Thousands of New Zealanders have gathered in Wellington to commemorate the 50th anniversary of a petition that saved the Maori language.
On Wednesday, Kiwis flocked to parliament to celebrate the indigenous language - te reo Maori - being brought back from the brink.
Te reo is increasingly commonplace in Aotearoa, and is widely used in songs, news and weather forecasts, advertising and branding, going far beyond the well-known greeting of kia ora.
Such linguistic flexibility was not always the case.
Te reo was in widespread use among Maori even through the tumult of the 19th century, but by the end of World War II, government policy had swung decidedly in favour of English.
In mid-20th century New Zealand, using te reo at school led to beatings, bringing shame to a generation of speakers.
Many are still loathe to discuss their experiences.
In her maiden speech to parliament, Justice Minister Kiritapu Allan described her grandmother's schooling, saying she was strapped and "her name was changed to Kitty" on day one.
"Whatever the intention, it was nevertheless the effect that my Nana's cultural identity was whipped out of her at that school, and so too, some might say, was her voice," Ms Allan said.
Ngahuia Te Awekotuku told Radio NZ the culture around language in the 1960s and 1970s was poisonous.
"It was like, 'learn English and you will do well, learn Maori and you will be caught in another time'," she said.
"Maori was ... considered a dead or dying language, and yet in 1972 there was a huge number of native speakers."

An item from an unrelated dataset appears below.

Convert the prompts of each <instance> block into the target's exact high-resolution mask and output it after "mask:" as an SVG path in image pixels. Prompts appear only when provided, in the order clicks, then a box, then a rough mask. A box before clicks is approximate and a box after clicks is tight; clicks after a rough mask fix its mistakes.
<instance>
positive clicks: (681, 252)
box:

Dr Te Awekotuku, now emeritus professor at the University of Waikato, was one of the activists who began the Maori language petition credited with turning the tide towards te reo.
More than 30,000 signatures, from Maori and non-Maori (known as pakeha), implored parliament to take up the language's use.
"We the undersigned, do humbly pray that courses in Maori language and aspects of Maori culture be offered in all those schools with large Maori rolls," it read.
"And that these same courses be offered as a gift to the Pakeha from the Maori in all other New Zealand schools as a positive effort to promote a more meaningful concept of integration."
Addressing the crowds at parliament, acting Prime Minister Grant Robertson said the 1972 activists were "strong, determined and revolutionary".
"They knew if things didn't change, te reo Maori could be lost," he said.
Jacinda Ardern's government is making strides towards its goal of a million proficient te reo speakers.
As of last year, 30 per cent of Kiwis could speak more than a few words of te reo - including 41 per cent of those under-35 - up from 21 per cent in 2016.
Still, many believe the government must do more.
Another 1972 activist, Whaimutu Dewes, boycotted parliament on Wednesday, telling news outlet Stuff the fundamental request from the petition was not being honoured.
"Most of us who are alive won't be there, because 50 years on we find that the same challenges and struggles posed by the bureaucratic and political obduracy are still present," he said.
The Greens are the only party who have a policy to add te reo as a core curriculum subject in New Zealand schools.
"Now is the time to ensure all of our tamariki (children) have the opportunity to learn our indigenous language," Greens education spokesman Teanau Tuiono said.
"Reclaiming te reo isn't just about learning words stolen from us, it is part of the journey we are on to reclaim the story of Aotearoa as a colonised land."